- Location: South Australia, Kyeema
- Nearest city: Willunga
- Coordinates: 35°15′59″S 138°40′54″E﻿ / ﻿35.2665°S 138.6817°E
- Area: 3.46 km^{2} (1.34 sq mi)
- Established: 12 November 1964
- Governing body: Department for Environment and Water
- Website: Official website

= Kyeema Conservation Park =

Protected area in South Australia

Kyeema Conservation Park (formerly the Kyeema National Park) is a protected area located in the Australian state of South Australia in the locality of Kyeema about 38 km south of the state capital of Adelaide and about 12 km east of the town of Willunga.

The conservation park consists of land in sections 92, 302, 522, 682, 683, 688 and 850 of the cadastral unit of the Hundred of Kuitpo, and which is an area bounded in the south by a sealed road, Woodgate Hill Road, by the locality's boundary with the locality of Kuitpo in the west and in part to the north, and in the east by an unsealed track, Blackfellows Creek Road. The Heysen Trail, the long distance walking trail, passes through the middle of the conservation park entering from the south via Woodgate Hill Road.

Its protected area status began on 12 November 1964 as a wildlife reserve proclaimed under the National Park and Wild Life Reserves Act 1891-1960 in respect to sections 92, 522, 688, and 850. On 3 August 1967, section 302 and all of the land in the wildlife reserve were proclaimed under the National Parks Act 1966 as the Kyeema National Park. On 27 April 1972, it was reconstituted as the Kyeema Conservation Park upon the proclamation of the National Parks and Wildlife Act 1972. On 4 April 1974, Sections 682 and 683 were added to the conservation park. As of 2016, it covered an area of 346 ha.

Prior uses of the land included use of section 522 both as a "labour prison reserve" and a camping ground. The labour prison reserve which was known initially as the Kyeema Afforestation Camp and then as the Kyeema Prison Camp was gazetted on 27 October 1932 and operated until 1959 when it was replaced by the Cadell Training Centre. The camping ground was operated by the National Fitness Council of South Australia from 1 September 1962 to 31 July 1964.

In 1980, the conservation park's listing on the now-defunct Register of the National Estate argued it to be significant for the following reasons:A Park containing areas of very dense natural vegetation providing an excellent refuge for substantial populations of native fauna. Notable mammals include Isoodon obesulus (endangered in South Australia) and Rattus leutreolus (northern limit of South Australian range). Notable birds include the threatened scaly thrush and the uncommon beautiful firetail. Many uncommon plants are found within the Park, including the endangered Lomandra multiflora.

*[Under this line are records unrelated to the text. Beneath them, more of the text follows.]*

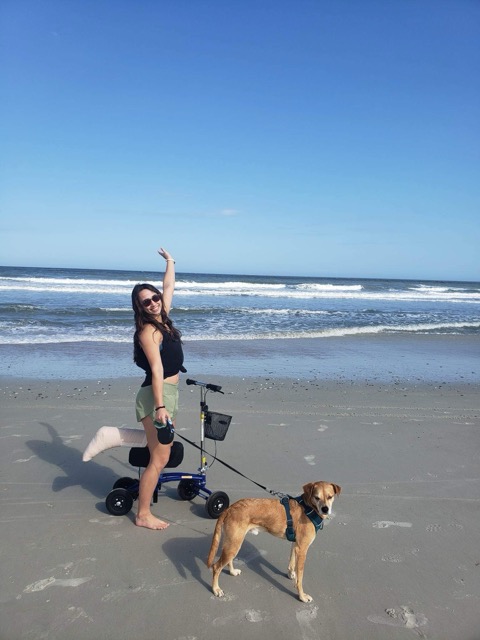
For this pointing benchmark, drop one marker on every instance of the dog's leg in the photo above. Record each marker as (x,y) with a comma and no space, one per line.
(301,555)
(292,562)
(231,547)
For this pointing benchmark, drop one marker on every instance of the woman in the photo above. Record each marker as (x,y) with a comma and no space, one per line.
(158,351)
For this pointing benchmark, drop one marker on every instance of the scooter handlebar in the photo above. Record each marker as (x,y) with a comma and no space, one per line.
(211,387)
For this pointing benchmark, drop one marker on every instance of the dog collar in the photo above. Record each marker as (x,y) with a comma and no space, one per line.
(316,520)
(311,513)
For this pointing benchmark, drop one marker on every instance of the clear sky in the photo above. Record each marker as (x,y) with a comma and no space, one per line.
(289,137)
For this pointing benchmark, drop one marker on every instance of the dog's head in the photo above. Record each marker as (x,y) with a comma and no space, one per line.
(320,496)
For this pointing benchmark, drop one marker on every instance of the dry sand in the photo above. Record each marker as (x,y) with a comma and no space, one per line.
(399,559)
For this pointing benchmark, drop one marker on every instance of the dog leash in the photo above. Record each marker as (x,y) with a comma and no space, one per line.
(284,498)
(279,494)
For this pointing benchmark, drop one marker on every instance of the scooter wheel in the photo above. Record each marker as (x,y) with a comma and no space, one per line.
(217,503)
(124,483)
(119,502)
(187,490)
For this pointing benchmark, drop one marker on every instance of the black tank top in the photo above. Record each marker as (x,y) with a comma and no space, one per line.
(171,353)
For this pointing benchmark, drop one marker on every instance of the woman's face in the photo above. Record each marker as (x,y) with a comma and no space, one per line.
(150,301)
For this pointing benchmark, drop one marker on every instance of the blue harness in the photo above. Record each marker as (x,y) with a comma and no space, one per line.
(316,520)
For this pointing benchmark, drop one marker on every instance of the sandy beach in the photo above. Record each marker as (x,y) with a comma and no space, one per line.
(399,558)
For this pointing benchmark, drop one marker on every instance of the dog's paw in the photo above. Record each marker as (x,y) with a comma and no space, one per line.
(304,597)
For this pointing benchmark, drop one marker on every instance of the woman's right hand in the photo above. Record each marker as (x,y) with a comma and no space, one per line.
(165,254)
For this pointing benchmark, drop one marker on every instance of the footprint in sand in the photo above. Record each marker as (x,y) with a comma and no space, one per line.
(249,615)
(385,524)
(402,617)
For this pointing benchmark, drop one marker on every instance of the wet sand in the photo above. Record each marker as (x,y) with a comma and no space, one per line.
(400,557)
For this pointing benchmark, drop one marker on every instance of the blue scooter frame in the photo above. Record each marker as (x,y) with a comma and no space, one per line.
(190,485)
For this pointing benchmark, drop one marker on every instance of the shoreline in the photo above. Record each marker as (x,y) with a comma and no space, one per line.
(382,358)
(400,550)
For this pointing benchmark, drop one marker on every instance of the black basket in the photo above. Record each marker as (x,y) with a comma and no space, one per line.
(216,425)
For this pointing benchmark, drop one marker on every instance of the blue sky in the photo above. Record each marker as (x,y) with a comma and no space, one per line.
(300,137)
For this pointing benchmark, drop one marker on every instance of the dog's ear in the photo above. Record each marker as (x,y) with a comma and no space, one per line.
(336,489)
(307,491)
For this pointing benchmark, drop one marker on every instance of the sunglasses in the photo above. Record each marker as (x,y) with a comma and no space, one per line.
(148,301)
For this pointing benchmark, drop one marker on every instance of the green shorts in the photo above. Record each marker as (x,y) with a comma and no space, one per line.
(145,405)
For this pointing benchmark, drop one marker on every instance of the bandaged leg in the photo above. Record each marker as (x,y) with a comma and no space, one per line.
(108,437)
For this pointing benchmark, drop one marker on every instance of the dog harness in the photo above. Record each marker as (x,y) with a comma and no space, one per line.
(316,520)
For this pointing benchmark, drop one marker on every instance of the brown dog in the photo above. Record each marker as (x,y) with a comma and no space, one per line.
(254,514)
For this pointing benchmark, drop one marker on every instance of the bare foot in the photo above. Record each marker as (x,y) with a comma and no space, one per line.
(151,522)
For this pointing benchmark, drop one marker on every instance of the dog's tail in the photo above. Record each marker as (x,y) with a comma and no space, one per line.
(217,534)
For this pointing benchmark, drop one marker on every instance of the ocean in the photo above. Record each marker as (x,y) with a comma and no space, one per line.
(63,317)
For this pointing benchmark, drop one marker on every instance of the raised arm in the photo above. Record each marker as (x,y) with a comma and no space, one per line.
(168,279)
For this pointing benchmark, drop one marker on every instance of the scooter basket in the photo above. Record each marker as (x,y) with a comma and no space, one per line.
(216,425)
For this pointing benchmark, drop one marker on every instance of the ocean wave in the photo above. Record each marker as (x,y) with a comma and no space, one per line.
(233,288)
(112,335)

In 1980, the vegetation of conservation park was described as follows:A dissected plateau which supports Eucalyptus obliqua | E. baxteri open forest, frequently associated with E. cosmophylla | E. fascilulosa. Areas of extremely thick vegetation occur along some drainage lines and in areas of E cosmophylla | E fasciculosa scrub open areas, some of which are still being grazed, provide valuable feeding habitat for Macropus fuliginosus. The Park supports good populations of the typical Mount Lofty faunal assemblages.

In February 1983, it was damaged by the Ash Wednesday bushfires and became the focus of “a revegetation project involving local school students”. In the first three years after commencement, “approximately 20,000 seedlings were planted” in an area now officially known as The Childrens Forest. The replanting project continues under the control of a volunteer group known as The Friends of Kyeema Conservation Park which was formed in 1985 and which celebrated thirty years of operation in 2015.

The conservation park is classified as an IUCN Category III protected area.